Supernatant Protein Concentration
Before the Multiplex assays were completed, the supernatants of the treated explants were concentrated into 2 kDa centrifugal filter units (Vivacon® 500, Sartorius, Aubagne, France) for protein concentration and purification, following the manufacturer’s instructions.
Cytokine Multiplex Assay
The release of TNFα, IL1β, IL6, and IL8 in the culture media was tested using a MILLIPLEX MAP Human Cytokine/Chemokine Magnetic Bead Panel Milliplex® MAP Kit (Merck Millipore, Molsheim, France) based on the Luminex® xMAP® technology, according to the manufacturer’s instructions (Biosource International). Finally, cytokine concentrations were normalized to total protein concentration, and the ratio “treated/untreated” was reported.

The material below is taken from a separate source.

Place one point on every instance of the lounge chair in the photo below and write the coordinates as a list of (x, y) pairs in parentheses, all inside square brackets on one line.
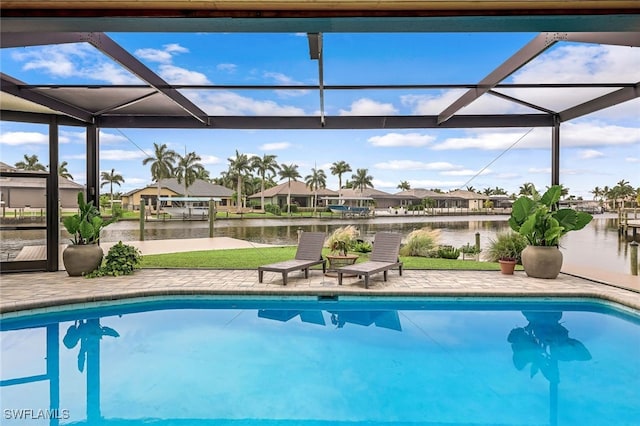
[(384, 256), (308, 254)]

Cellular Distress Determination
For the evaluation of the treatment impact on cell suffering, the release of the intracellular enzyme lactate dehydrogenase (LDH) into the cell media was quantified on a machine automate (Siemens Vista, Paris, France) using an enzymatic assay, following the manufacturer’s recommendations.
Immunofluorescence
After permeabilization in PBS 1X/FBS 10%/Triton 0.1% over 1 h 30 min, the primary antibody against the RAGE (1/100, ab37647, Abcam) was applied on the FM sections overnight at 4°C. After three washes in permeabilization buffer, secondary antibody anti-rabbit Alexa Fluor 488 (1/1000, A21206, Life Technologies) was incubated for 2 h at room temperature. Slides were washed three times in TWEEN® PBS 1X and incubated with Hoechst (15 min, dilution in PBS 1X 1/10,000; bisBenzimide H, 33258, Sigma-Aldrich). Finally, slides were mounted with CitiFluorTM Tris-MWL 4–88 (Electron Microscopy Science) and examined under an Apotome Zeiss Imager microscope (magnification ×200). For negative controls, incubation without the primary antibody was performed.
Statistical Analysis
The data expressed as mean ± standard error of the mean (SEM) are an average of duplicates or triplicates of at least three independent experiments. The comparison of means was performed by non-parametric test (Kruskal–Wallis one-way ANOVA test followed by a Dunn’s post-test for comparison of more than two conditions), or a Wilcoxon signed-rank test (comparing a fold change to one) using PRISM software 5.02 (GraphPad Software Inc.). For all studies, values were considered significantly different at p < 0.05(∗), p < 0.01(∗∗), and p < 0.001(∗∗∗).
Results
Are RAGE Axis Actors Expressed in Fetal Membranes During Pregnancy?
We investigated the mRNA expression profile of the RAGE, its adaptors and one ligand (HMGB1) in FMs on amnion and choriodecidua samples throughout pregnancy (first trimester: 1 to 13 weeks of gestation (WG); second trimester: 14–26 WG; third trimester: 27–37 WG; at term: 38–40 WG, by cesarean or vaginal delivery). RT-PCR experiments revealed that FMs expressed the RAGE, HMGB1, Myd88, and Diaphanous-1 in both layers, the amnion and choriodecidua in each of the stages considered (Figure 1A). No significant difference in RAGE expression was revealed by RT-qPCR between trimesters (data not shown). Plus, RAGE protein expression was also demonstrated in both layers obtained after vaginal delivery or caesarean section with the separate consideration of the ZIM and ZAM (Figure 1B).
Figure 1. Expression of RAGE-signaling actors in human fetal membranes. (A) RNA expression of the RAGE, Myd88, Diaphanous-1, and HMGB1 was detected by RT-PCR on the amnion and choriodecidua (Cd) samples from the different trimesters (T1, T2, and T3), caesarean (CS), or vaginal (VD) delivery at term. Negative controls were performed in the absence of cDNA. (B) RAGE protein localization in human fetal membranes at term was investigated by immunofluorescence (green staining, Alexa488) on sections from vaginal delivery (VD) or caesarean (ZIM and ZAM) at magnification ×200. Cyan arrows indicate amniotic epithelium and yellow designate choriodecidua. Nuclei were counterstained with Hoechst (blue). Negative controls consisted of primary antibody-free incubation.
Is the RAGE Axis Actor Expression Layer- or Zone-Dependent at Term?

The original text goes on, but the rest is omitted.